Estimations of aspect ratios of ice cloud particles with the WSR-88D radar

Knowing shapes of ice particles in clouds and precipitation is important for many practical applications including parameterization of cloud radiative effects in atmospheric models and remote sensing. The aspect ratio, which represents the ratio of particle minor to major dimensions, is the simplest parameter representing the overall shape of hydrometeors. Earlier studies have demonstrated that polarimetric radars capable of measuring depolarization ratio can be used for inferring mean aspect ratios of hydrometeors. Circular depolarization ratio (CDR) is especially useful because it does not depend on particle canting in the radar polarization plane. However, the polarization measurement scheme, which is now employed with most polarimetric radars, utilizes simultaneous transmission and reception (STAR) of radar signals. While CDR can potentially be reconstructed from STAR measurement variables, it requires the exact knowledge of phase shifts between horizontally and vertically polarized signals introduced by the radar hardware.

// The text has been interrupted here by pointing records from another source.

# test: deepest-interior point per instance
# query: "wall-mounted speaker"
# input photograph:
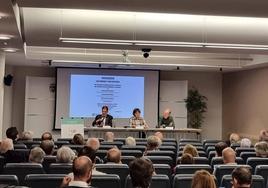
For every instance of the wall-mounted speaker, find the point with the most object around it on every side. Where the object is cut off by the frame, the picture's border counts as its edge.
(8, 80)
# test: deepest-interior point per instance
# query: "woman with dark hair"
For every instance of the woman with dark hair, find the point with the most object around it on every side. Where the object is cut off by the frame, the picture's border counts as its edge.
(136, 121)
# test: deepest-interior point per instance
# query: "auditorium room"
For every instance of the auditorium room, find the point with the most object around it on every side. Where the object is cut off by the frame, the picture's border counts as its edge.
(133, 94)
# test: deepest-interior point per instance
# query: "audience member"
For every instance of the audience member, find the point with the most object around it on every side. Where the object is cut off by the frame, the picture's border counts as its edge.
(114, 156)
(47, 146)
(141, 172)
(13, 134)
(190, 149)
(153, 143)
(159, 135)
(229, 156)
(47, 136)
(219, 147)
(130, 141)
(82, 173)
(94, 143)
(203, 179)
(261, 149)
(234, 138)
(36, 155)
(245, 143)
(109, 136)
(187, 158)
(65, 155)
(241, 177)
(27, 136)
(11, 156)
(78, 139)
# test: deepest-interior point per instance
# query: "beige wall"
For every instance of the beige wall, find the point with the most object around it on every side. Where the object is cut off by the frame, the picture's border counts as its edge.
(210, 85)
(245, 102)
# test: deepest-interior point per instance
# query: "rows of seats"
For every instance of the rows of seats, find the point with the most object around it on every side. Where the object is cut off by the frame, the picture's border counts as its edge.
(164, 160)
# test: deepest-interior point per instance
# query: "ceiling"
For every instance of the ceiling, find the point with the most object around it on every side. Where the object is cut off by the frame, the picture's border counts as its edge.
(36, 26)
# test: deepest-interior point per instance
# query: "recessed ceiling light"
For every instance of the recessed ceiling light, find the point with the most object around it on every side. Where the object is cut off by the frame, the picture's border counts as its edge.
(11, 50)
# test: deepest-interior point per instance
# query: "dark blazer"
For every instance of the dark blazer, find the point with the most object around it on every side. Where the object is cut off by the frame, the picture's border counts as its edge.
(108, 121)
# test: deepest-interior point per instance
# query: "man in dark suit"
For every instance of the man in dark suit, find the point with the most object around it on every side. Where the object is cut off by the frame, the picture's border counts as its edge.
(103, 119)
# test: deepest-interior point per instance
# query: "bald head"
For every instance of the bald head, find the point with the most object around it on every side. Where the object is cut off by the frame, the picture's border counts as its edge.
(94, 143)
(109, 136)
(228, 155)
(114, 156)
(82, 169)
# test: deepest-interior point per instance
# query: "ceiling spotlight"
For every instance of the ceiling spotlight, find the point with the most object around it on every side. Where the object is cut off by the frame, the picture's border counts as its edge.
(146, 52)
(11, 50)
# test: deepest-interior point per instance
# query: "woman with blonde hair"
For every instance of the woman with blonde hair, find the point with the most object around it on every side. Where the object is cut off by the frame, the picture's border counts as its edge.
(203, 179)
(190, 149)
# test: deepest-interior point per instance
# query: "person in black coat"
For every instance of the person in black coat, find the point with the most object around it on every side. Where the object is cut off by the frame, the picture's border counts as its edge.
(103, 119)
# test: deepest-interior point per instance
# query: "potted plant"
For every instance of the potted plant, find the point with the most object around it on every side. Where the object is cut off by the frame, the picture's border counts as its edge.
(196, 105)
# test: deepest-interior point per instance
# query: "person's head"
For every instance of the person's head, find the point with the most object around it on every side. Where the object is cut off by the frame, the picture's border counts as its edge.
(263, 135)
(94, 143)
(65, 155)
(89, 152)
(234, 138)
(153, 142)
(203, 179)
(46, 136)
(166, 113)
(245, 143)
(78, 139)
(136, 112)
(190, 149)
(109, 136)
(26, 135)
(159, 135)
(241, 177)
(47, 146)
(82, 169)
(6, 144)
(104, 110)
(219, 147)
(12, 133)
(130, 141)
(114, 156)
(261, 149)
(141, 172)
(186, 158)
(36, 155)
(228, 155)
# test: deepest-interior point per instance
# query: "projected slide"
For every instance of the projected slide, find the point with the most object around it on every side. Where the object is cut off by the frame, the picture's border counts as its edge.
(88, 93)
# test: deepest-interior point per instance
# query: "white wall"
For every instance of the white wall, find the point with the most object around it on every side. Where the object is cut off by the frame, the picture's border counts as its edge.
(208, 83)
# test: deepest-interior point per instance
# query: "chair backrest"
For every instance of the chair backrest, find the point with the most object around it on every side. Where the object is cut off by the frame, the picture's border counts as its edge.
(255, 161)
(239, 150)
(121, 170)
(163, 169)
(246, 155)
(135, 153)
(11, 180)
(115, 143)
(192, 168)
(161, 160)
(197, 160)
(262, 170)
(44, 180)
(104, 181)
(47, 161)
(257, 181)
(158, 181)
(23, 169)
(127, 159)
(60, 168)
(141, 148)
(221, 170)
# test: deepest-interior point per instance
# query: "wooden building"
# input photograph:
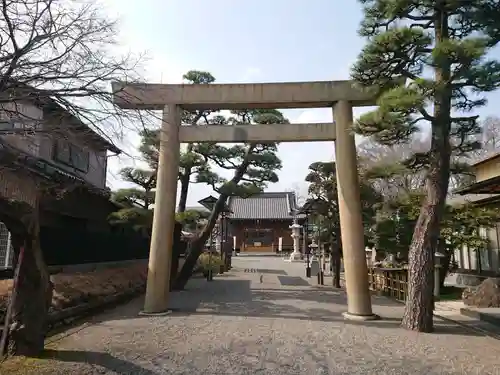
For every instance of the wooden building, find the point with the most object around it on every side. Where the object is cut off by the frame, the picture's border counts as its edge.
(474, 265)
(257, 223)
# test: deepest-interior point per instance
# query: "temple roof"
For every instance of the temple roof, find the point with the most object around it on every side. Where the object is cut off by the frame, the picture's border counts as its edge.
(271, 205)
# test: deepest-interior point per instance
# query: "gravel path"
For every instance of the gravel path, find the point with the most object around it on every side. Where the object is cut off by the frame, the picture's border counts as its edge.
(238, 325)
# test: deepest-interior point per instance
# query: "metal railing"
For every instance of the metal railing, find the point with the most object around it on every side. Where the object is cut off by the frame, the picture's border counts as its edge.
(389, 282)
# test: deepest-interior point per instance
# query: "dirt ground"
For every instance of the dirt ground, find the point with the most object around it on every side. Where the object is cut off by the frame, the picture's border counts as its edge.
(76, 288)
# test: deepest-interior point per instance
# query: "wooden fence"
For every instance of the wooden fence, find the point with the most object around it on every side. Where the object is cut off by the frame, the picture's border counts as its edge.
(390, 282)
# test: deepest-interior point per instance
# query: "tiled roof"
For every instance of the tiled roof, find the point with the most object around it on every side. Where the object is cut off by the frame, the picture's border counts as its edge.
(264, 206)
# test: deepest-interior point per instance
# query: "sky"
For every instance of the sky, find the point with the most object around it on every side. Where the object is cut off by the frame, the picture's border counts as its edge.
(246, 41)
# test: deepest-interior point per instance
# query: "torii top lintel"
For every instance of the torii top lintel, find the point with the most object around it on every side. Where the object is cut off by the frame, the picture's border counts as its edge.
(240, 96)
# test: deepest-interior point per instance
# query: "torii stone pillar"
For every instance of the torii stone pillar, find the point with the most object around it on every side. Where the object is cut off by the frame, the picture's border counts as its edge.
(162, 236)
(351, 222)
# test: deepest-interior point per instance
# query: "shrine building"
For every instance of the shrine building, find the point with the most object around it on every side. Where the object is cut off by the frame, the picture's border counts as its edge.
(261, 223)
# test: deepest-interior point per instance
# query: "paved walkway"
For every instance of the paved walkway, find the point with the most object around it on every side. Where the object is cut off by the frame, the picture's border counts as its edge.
(284, 325)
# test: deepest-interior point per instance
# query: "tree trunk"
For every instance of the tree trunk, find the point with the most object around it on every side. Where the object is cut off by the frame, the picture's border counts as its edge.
(184, 180)
(418, 315)
(198, 244)
(336, 258)
(445, 263)
(34, 297)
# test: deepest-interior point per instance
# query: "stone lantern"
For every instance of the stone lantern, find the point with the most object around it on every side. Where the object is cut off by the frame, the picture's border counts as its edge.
(296, 255)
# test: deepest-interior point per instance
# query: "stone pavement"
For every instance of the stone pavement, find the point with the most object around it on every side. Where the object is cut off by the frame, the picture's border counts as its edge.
(282, 325)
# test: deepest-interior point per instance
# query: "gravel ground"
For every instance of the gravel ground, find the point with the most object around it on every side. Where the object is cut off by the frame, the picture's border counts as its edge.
(238, 325)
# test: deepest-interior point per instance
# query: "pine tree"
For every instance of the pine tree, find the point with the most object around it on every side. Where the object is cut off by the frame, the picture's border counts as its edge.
(251, 166)
(135, 202)
(440, 49)
(323, 192)
(190, 162)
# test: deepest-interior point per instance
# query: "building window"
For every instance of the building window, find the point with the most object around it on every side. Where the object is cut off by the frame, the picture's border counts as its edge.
(18, 126)
(74, 156)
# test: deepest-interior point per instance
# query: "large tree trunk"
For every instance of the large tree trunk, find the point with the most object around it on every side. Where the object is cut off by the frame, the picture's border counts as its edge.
(184, 180)
(418, 315)
(445, 263)
(336, 265)
(197, 246)
(34, 296)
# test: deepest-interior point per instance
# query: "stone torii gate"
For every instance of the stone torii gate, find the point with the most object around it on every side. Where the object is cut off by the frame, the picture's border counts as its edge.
(171, 98)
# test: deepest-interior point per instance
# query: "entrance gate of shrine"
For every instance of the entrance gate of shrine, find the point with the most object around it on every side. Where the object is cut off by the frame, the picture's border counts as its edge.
(341, 96)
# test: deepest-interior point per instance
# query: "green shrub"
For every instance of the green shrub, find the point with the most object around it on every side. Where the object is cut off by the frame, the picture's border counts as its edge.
(205, 263)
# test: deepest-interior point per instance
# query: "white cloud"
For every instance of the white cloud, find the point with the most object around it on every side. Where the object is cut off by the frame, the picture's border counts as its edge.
(251, 74)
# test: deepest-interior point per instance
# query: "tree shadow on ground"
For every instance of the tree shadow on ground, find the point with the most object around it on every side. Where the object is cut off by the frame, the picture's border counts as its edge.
(236, 297)
(53, 361)
(104, 360)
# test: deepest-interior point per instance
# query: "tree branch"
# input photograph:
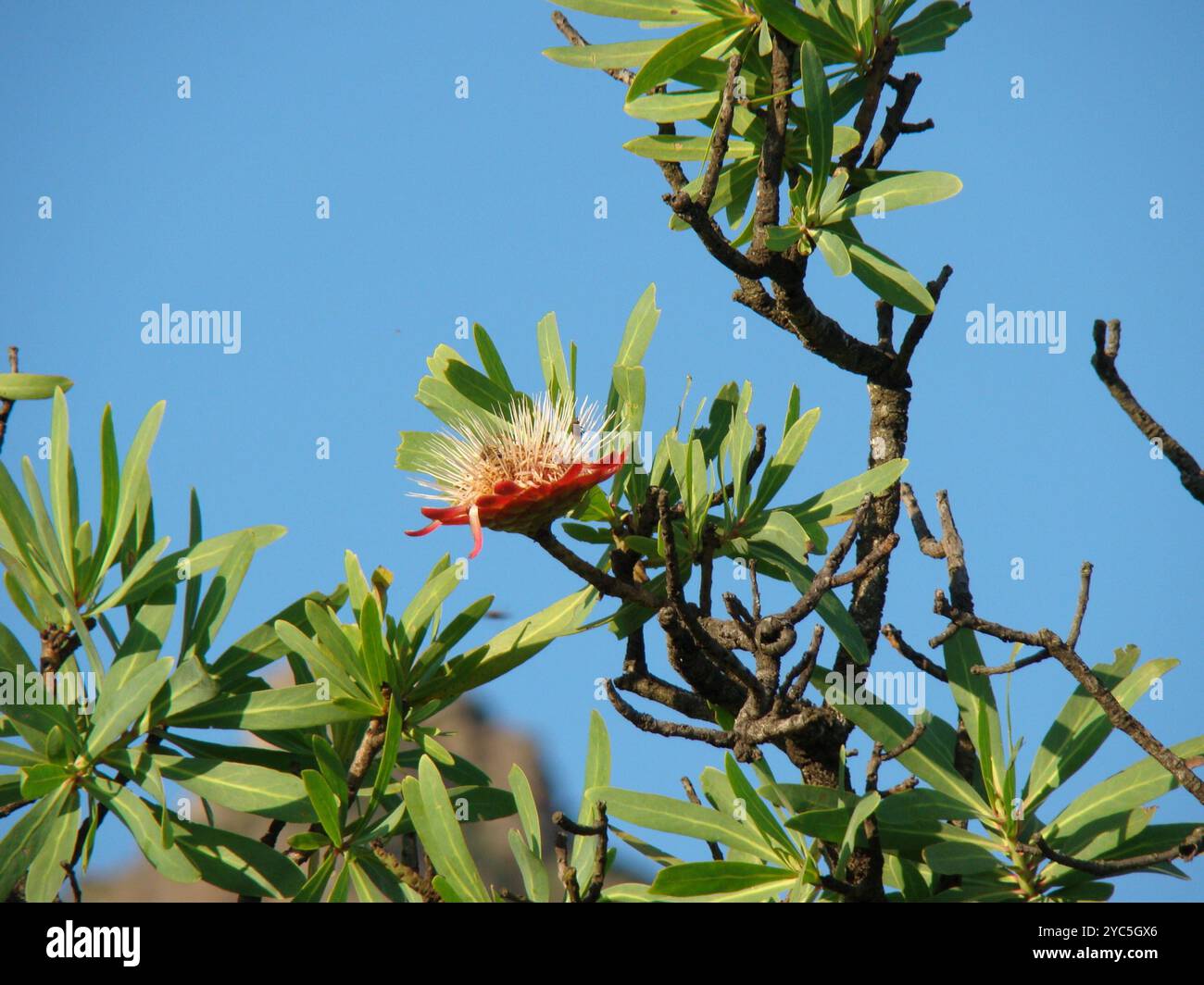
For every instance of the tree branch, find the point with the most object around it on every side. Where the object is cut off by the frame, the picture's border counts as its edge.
(1104, 363)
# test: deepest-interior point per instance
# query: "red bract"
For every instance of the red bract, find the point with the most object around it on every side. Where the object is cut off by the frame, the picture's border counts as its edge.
(521, 508)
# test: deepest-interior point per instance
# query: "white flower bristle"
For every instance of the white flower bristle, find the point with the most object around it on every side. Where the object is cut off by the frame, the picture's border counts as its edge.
(533, 443)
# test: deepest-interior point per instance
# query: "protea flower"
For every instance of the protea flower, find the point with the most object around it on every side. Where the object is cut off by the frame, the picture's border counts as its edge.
(517, 471)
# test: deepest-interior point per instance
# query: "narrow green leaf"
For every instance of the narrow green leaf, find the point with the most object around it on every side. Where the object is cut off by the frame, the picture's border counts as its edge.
(426, 800)
(117, 708)
(683, 49)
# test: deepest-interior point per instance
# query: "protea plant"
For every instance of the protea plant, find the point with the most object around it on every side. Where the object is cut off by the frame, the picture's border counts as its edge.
(518, 469)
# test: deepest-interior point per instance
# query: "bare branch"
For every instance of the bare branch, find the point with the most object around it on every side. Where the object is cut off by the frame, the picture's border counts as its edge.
(1104, 363)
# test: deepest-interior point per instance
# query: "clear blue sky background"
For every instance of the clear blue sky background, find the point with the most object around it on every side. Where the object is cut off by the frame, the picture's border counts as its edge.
(484, 207)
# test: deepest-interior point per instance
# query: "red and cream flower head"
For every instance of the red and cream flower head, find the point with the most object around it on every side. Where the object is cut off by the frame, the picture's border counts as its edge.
(519, 469)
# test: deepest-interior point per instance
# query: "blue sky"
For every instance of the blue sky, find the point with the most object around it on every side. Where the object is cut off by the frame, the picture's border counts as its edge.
(484, 208)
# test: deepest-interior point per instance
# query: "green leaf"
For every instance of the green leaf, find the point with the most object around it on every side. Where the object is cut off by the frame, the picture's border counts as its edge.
(975, 700)
(927, 759)
(834, 252)
(597, 773)
(529, 814)
(931, 28)
(706, 878)
(119, 707)
(683, 49)
(956, 859)
(316, 885)
(782, 237)
(31, 385)
(639, 10)
(220, 595)
(508, 649)
(552, 359)
(759, 814)
(843, 499)
(297, 707)
(783, 463)
(819, 122)
(672, 107)
(388, 756)
(196, 560)
(428, 804)
(801, 27)
(638, 331)
(674, 817)
(25, 838)
(903, 191)
(534, 876)
(239, 864)
(683, 148)
(133, 476)
(1140, 783)
(325, 804)
(240, 787)
(46, 872)
(137, 816)
(490, 359)
(887, 280)
(41, 779)
(783, 541)
(858, 817)
(324, 664)
(60, 492)
(1082, 728)
(622, 55)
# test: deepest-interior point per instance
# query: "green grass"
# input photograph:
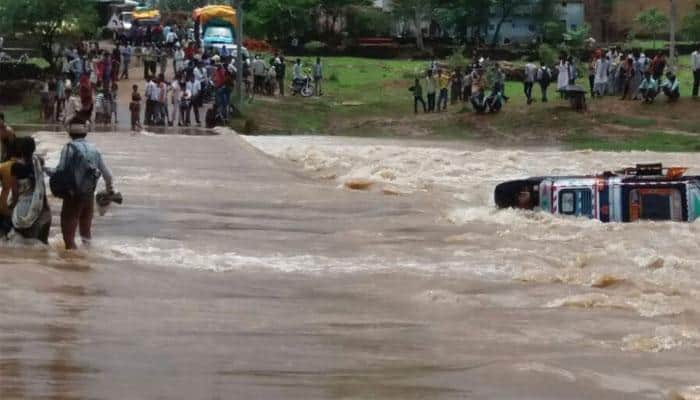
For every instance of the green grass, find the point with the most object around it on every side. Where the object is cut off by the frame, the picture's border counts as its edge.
(649, 44)
(632, 122)
(661, 142)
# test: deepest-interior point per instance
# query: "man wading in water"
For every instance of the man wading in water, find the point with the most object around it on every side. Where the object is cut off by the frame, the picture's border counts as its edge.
(82, 160)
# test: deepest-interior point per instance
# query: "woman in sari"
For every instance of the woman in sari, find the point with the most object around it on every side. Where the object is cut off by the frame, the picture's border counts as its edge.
(31, 217)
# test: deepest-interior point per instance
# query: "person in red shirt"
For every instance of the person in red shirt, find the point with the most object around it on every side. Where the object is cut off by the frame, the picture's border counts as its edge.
(189, 51)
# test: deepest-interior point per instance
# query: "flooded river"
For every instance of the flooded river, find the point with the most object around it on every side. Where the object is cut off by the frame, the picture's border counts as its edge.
(253, 268)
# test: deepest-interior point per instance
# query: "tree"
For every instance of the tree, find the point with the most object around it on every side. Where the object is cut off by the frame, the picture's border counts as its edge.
(504, 9)
(49, 20)
(691, 26)
(653, 22)
(416, 12)
(333, 9)
(277, 19)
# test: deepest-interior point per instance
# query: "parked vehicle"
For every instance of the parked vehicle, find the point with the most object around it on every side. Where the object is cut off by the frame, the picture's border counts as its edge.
(215, 29)
(645, 192)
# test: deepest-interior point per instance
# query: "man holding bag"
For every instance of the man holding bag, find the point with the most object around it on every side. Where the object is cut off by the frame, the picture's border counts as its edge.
(75, 180)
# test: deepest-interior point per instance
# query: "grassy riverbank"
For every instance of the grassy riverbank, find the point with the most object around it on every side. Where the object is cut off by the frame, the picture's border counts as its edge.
(364, 97)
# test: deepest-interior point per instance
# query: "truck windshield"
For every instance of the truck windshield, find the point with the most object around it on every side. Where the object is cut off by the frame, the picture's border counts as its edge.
(219, 33)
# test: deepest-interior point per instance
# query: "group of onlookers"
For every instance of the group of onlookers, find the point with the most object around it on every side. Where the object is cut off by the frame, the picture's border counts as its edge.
(442, 87)
(632, 76)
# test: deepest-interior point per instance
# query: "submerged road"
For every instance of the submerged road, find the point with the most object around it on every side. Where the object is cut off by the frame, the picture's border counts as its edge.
(229, 273)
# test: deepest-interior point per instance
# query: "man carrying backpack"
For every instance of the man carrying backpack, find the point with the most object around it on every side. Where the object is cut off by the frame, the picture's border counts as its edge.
(75, 181)
(544, 78)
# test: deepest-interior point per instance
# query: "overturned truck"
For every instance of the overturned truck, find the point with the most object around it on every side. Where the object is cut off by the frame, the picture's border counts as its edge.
(645, 192)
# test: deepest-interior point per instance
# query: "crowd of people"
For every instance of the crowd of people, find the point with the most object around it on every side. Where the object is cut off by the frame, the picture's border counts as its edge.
(631, 76)
(442, 87)
(180, 81)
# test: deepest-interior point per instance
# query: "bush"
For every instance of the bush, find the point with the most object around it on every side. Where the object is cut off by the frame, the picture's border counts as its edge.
(547, 54)
(553, 33)
(257, 46)
(315, 46)
(368, 22)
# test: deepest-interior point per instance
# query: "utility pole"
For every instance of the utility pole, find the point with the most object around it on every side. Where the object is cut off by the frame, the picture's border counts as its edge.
(672, 25)
(238, 5)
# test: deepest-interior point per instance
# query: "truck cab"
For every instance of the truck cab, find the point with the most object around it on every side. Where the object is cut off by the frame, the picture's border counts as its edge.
(215, 29)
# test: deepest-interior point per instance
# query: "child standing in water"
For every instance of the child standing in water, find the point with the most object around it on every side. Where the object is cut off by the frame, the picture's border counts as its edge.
(135, 109)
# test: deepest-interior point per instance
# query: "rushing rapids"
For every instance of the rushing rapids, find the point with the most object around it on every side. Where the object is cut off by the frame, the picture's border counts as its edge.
(310, 267)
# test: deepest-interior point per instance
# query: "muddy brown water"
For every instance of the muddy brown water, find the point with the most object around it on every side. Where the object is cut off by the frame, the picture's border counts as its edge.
(245, 268)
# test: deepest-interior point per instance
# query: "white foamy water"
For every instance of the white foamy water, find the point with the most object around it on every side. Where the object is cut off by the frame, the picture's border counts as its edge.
(651, 268)
(257, 270)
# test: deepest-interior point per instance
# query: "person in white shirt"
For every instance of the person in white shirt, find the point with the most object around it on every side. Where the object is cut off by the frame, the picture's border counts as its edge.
(194, 87)
(600, 81)
(198, 74)
(563, 77)
(529, 80)
(318, 77)
(127, 52)
(151, 101)
(297, 71)
(175, 96)
(179, 59)
(695, 66)
(258, 67)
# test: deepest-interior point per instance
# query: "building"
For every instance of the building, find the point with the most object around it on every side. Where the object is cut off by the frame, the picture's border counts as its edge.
(612, 21)
(523, 27)
(383, 4)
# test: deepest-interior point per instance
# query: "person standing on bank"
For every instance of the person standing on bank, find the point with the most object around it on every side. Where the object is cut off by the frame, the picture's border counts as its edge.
(544, 78)
(529, 80)
(81, 160)
(7, 139)
(695, 66)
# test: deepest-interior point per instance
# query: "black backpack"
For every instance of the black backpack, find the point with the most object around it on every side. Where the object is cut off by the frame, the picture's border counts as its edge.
(77, 178)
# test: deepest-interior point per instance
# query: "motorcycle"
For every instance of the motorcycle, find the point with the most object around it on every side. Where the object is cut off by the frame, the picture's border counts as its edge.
(303, 87)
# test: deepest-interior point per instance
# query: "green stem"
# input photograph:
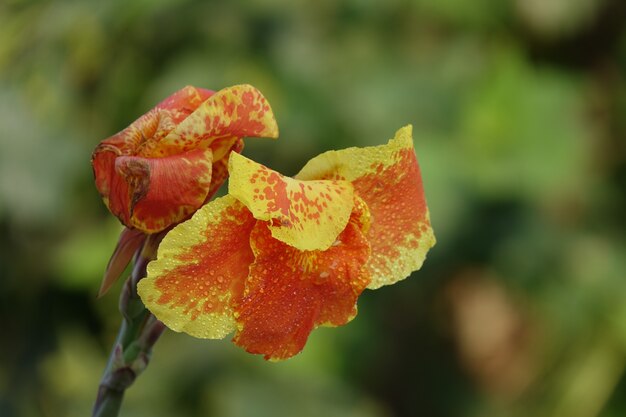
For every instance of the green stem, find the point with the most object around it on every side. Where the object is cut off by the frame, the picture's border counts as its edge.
(138, 333)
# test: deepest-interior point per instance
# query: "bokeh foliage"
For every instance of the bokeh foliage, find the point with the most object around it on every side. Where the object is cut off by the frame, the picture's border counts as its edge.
(519, 115)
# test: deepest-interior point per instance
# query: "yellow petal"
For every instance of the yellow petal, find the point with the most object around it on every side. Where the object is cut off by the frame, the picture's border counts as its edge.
(200, 271)
(227, 115)
(388, 179)
(308, 215)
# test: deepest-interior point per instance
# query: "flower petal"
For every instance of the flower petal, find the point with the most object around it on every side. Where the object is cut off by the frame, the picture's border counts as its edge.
(229, 114)
(388, 179)
(291, 292)
(220, 170)
(200, 270)
(143, 134)
(305, 214)
(152, 194)
(130, 240)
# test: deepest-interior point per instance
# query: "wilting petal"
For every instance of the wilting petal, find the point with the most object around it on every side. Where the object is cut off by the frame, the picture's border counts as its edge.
(229, 114)
(387, 177)
(305, 214)
(130, 240)
(291, 292)
(152, 194)
(200, 270)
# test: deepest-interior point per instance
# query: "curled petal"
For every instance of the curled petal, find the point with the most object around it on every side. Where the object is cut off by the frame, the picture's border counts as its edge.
(200, 270)
(291, 292)
(142, 136)
(305, 214)
(229, 114)
(388, 179)
(152, 194)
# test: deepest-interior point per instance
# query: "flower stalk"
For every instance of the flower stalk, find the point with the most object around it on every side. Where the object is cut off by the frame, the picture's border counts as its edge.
(138, 333)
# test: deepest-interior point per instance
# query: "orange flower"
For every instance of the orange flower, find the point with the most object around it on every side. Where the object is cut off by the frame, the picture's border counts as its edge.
(279, 256)
(171, 160)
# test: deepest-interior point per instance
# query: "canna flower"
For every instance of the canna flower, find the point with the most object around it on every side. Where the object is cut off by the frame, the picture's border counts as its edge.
(278, 257)
(170, 161)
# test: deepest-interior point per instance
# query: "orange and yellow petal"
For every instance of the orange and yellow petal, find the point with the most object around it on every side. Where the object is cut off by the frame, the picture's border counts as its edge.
(308, 215)
(143, 135)
(200, 270)
(184, 102)
(229, 114)
(153, 194)
(388, 179)
(291, 292)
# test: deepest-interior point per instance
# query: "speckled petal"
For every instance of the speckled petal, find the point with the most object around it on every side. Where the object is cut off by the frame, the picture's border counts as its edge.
(228, 115)
(200, 270)
(291, 292)
(305, 214)
(143, 134)
(388, 179)
(152, 194)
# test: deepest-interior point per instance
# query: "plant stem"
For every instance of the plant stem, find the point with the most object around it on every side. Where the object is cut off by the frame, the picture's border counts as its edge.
(138, 333)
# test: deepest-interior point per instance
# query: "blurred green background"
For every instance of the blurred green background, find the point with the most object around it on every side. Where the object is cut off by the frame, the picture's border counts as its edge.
(519, 115)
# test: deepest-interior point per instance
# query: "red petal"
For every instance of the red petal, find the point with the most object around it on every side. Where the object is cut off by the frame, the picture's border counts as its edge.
(290, 292)
(130, 240)
(152, 194)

This study suggests the use of proxy CDR values, which can be directly inferred from STAR scheme measurements. Deriving proxy values makes some assumptions. The relation between CDR and its STAR measurement proxy is discussed. It is shown that the proxy values are dependent on propagation effects to lesser degree than CDR. The experimental data obtained with polarimetric WSR-88D in different meteorological environments are used to demonstrate derivations of CDR proxy values. Uncertainties of using these values for hydrometeor aspect ratio estimations are discussed.